Lara’s & Patrick’s Tips

  1. When picking up an animal from the street, do not rush immediately bringing it into your house or apartment. Keep it in a separate or isolated area for a while. And, first of all, take to a vet to examine and exclude any life-threatening/lethal diseases, to de-worm and spay/neuter, as a priority.
  2. If you keep a rescued animal for too long (over 4-5 months), it will become strongly attached to you and see you as their family. Try to re-home your rescues while they are still babies, or consider keeping them forever. It is much easier to find a new owner for a small kitten/puppy rather than an adult animal.

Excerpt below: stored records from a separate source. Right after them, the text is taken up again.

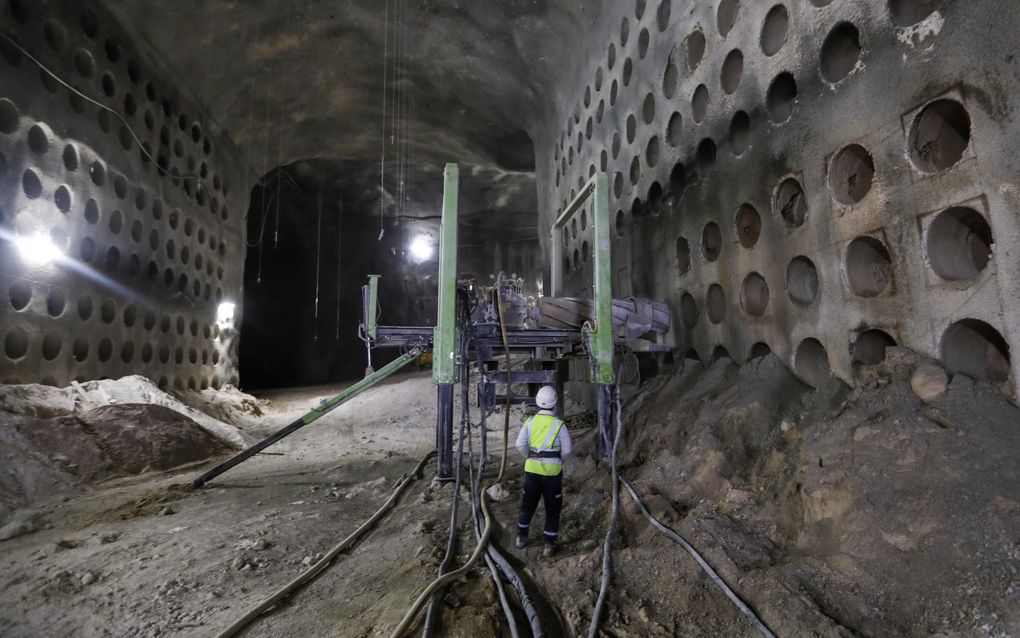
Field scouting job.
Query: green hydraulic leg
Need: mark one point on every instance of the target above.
(445, 339)
(323, 408)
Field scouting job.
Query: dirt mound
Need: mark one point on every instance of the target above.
(48, 456)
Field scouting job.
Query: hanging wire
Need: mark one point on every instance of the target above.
(318, 252)
(386, 55)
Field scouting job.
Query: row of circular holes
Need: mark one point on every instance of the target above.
(938, 139)
(197, 193)
(838, 53)
(39, 142)
(959, 248)
(32, 185)
(842, 47)
(20, 294)
(40, 138)
(55, 36)
(16, 346)
(969, 346)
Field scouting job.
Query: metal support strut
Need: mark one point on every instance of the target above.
(327, 405)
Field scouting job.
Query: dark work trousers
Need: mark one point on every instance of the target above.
(549, 489)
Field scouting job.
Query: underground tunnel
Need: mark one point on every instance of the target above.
(306, 307)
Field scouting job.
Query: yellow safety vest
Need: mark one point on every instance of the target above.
(544, 430)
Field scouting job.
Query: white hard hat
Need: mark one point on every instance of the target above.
(546, 397)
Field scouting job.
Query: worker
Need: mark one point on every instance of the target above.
(546, 442)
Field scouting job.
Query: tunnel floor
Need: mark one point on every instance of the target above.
(831, 512)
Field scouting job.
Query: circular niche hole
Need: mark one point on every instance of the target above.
(682, 255)
(107, 311)
(726, 15)
(869, 266)
(749, 226)
(32, 184)
(55, 35)
(15, 344)
(55, 303)
(88, 249)
(732, 71)
(85, 307)
(909, 12)
(711, 241)
(52, 344)
(9, 116)
(802, 281)
(781, 98)
(811, 362)
(677, 178)
(92, 211)
(694, 48)
(39, 140)
(674, 131)
(665, 8)
(959, 244)
(976, 349)
(716, 302)
(869, 347)
(840, 51)
(80, 350)
(109, 85)
(62, 199)
(98, 174)
(70, 157)
(740, 133)
(791, 203)
(19, 295)
(754, 295)
(116, 222)
(644, 39)
(775, 30)
(105, 350)
(699, 103)
(670, 81)
(759, 350)
(648, 109)
(851, 175)
(652, 152)
(706, 153)
(939, 136)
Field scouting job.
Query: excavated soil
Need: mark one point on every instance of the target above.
(830, 511)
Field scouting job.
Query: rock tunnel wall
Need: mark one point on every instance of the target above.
(818, 179)
(152, 227)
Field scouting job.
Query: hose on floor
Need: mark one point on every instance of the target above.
(402, 484)
(434, 605)
(745, 609)
(607, 548)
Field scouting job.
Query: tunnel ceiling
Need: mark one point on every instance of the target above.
(301, 80)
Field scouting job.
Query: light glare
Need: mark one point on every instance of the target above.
(421, 249)
(225, 312)
(38, 249)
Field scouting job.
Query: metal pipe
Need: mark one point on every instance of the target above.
(323, 408)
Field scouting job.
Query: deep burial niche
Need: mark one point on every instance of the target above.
(321, 239)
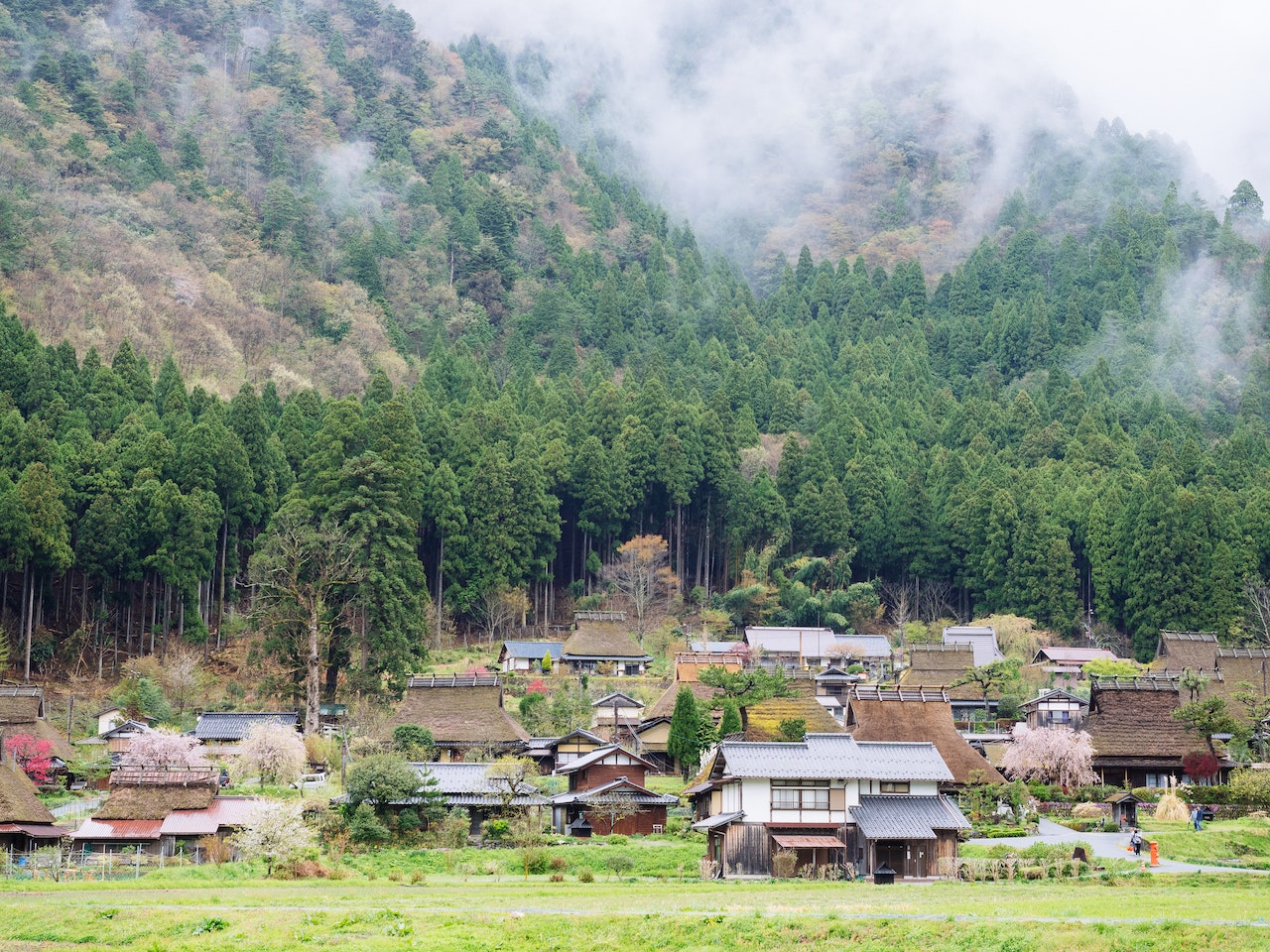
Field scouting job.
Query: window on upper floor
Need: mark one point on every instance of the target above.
(801, 794)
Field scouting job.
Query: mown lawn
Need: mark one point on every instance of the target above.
(1225, 842)
(221, 909)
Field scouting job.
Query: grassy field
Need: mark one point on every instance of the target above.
(211, 909)
(1224, 842)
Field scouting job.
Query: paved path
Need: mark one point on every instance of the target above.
(1109, 846)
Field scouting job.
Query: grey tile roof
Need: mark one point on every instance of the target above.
(463, 778)
(834, 756)
(620, 789)
(617, 697)
(235, 725)
(982, 639)
(599, 754)
(906, 816)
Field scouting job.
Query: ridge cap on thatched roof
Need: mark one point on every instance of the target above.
(921, 693)
(460, 715)
(1146, 682)
(18, 797)
(878, 717)
(1170, 635)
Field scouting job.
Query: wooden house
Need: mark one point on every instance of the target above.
(22, 712)
(940, 667)
(602, 644)
(980, 638)
(1056, 708)
(690, 664)
(26, 824)
(812, 649)
(772, 719)
(1179, 651)
(550, 753)
(468, 787)
(876, 714)
(222, 733)
(108, 719)
(616, 715)
(1137, 743)
(607, 794)
(1241, 670)
(830, 800)
(527, 656)
(1064, 662)
(465, 715)
(140, 801)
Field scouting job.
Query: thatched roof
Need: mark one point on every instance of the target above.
(916, 716)
(1130, 722)
(465, 715)
(602, 639)
(665, 705)
(1241, 667)
(19, 708)
(762, 721)
(154, 802)
(942, 666)
(1179, 651)
(18, 800)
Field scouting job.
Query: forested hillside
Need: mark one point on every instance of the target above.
(518, 363)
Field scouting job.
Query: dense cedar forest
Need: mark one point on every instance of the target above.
(264, 257)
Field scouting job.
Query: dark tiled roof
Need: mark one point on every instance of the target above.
(235, 725)
(830, 756)
(907, 816)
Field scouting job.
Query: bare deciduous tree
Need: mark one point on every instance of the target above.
(500, 607)
(642, 574)
(299, 569)
(1256, 593)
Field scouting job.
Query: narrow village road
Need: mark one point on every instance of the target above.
(1107, 846)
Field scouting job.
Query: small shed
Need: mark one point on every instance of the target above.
(1124, 807)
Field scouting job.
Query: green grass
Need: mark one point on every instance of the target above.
(214, 909)
(1223, 842)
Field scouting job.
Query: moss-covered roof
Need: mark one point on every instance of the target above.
(762, 721)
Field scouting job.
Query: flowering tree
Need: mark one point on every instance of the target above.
(32, 756)
(275, 752)
(275, 832)
(164, 748)
(1051, 756)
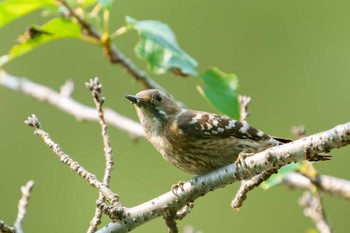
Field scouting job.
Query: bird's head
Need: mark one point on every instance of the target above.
(154, 108)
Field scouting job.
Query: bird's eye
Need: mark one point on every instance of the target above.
(158, 97)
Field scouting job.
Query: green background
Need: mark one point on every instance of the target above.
(291, 57)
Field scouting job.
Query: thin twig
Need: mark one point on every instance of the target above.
(169, 217)
(96, 88)
(248, 185)
(4, 228)
(67, 104)
(313, 208)
(22, 205)
(113, 198)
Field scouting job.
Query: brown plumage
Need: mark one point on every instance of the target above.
(194, 141)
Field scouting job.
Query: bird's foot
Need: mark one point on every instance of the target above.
(177, 186)
(241, 160)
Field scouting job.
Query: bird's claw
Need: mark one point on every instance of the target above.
(175, 187)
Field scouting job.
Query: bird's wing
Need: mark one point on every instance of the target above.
(208, 125)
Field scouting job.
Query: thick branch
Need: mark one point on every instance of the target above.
(303, 149)
(68, 104)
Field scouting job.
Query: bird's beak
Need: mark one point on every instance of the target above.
(133, 99)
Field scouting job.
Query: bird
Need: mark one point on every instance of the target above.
(196, 142)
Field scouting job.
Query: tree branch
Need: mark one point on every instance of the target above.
(113, 198)
(306, 148)
(22, 205)
(96, 88)
(67, 104)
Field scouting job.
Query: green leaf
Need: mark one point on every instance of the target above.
(57, 28)
(276, 179)
(159, 48)
(13, 9)
(106, 3)
(221, 91)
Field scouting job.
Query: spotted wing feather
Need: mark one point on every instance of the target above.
(207, 125)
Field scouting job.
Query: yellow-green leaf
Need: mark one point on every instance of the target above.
(13, 9)
(158, 46)
(220, 90)
(57, 28)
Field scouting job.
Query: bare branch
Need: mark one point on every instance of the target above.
(22, 205)
(75, 166)
(313, 208)
(169, 218)
(96, 88)
(69, 105)
(248, 185)
(4, 228)
(306, 148)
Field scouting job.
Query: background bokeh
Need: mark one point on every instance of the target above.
(291, 57)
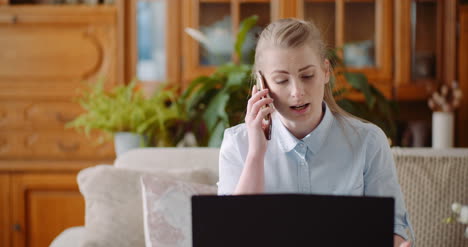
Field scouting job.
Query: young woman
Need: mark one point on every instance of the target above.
(315, 146)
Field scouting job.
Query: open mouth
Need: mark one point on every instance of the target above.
(299, 107)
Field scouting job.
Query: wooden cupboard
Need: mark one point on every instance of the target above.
(47, 53)
(462, 116)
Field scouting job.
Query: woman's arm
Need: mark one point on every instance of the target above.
(398, 241)
(252, 179)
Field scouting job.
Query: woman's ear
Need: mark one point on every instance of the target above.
(326, 70)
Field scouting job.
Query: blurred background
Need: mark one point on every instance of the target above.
(407, 60)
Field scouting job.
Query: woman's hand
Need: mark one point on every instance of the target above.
(252, 179)
(254, 120)
(400, 242)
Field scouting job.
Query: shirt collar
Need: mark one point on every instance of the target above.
(313, 140)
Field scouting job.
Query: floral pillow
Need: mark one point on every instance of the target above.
(167, 210)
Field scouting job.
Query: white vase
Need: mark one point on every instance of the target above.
(124, 141)
(442, 129)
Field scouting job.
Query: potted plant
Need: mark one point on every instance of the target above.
(125, 114)
(218, 101)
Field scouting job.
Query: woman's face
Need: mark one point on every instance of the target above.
(296, 78)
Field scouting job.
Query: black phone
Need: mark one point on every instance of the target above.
(267, 119)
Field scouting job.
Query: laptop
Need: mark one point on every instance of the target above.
(292, 220)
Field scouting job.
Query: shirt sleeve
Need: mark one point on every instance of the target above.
(380, 179)
(230, 164)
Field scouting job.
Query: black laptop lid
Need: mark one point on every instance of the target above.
(292, 220)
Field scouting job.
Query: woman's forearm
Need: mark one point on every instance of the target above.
(252, 178)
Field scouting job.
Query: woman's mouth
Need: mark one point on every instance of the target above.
(300, 108)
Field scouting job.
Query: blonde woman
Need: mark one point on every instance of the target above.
(315, 146)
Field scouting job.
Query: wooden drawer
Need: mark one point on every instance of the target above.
(55, 145)
(37, 115)
(51, 50)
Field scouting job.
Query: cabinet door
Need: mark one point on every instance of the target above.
(44, 205)
(219, 21)
(361, 29)
(462, 137)
(48, 51)
(153, 41)
(419, 47)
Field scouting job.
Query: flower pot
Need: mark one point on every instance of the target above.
(124, 141)
(442, 129)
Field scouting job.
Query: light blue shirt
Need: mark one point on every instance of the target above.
(341, 156)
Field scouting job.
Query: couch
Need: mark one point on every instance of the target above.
(431, 181)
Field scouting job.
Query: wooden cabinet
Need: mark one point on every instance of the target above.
(153, 42)
(48, 52)
(362, 31)
(38, 203)
(425, 49)
(42, 206)
(462, 114)
(219, 22)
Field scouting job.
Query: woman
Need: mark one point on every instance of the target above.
(315, 146)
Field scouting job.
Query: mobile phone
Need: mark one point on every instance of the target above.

  3. Once you have taken a rescue in, it is entirely your responsibility what will happen to it next. Organizations and individual rescuers are usually so overloaded with their own ongoing projects and activities that, most likely, will have neither time, nor space (or finances) to admit your animal or keep it, even temporarily.
  4. There are not many people who would readily take over an abandoned by their previous owner and fully grown-up dog or a cat. So, keep this in mind if you plan to leave the country for good and think ahead. Any animal, be it big or small, goes through a lot of trauma and stress when is dumped by its owner, even though none of them can voice it. Not to mention, how much a pet suffers when is kicked out of the house where it had spent months or years. Your pet’s life depends only on you – your daily decisions, choices, and deeds.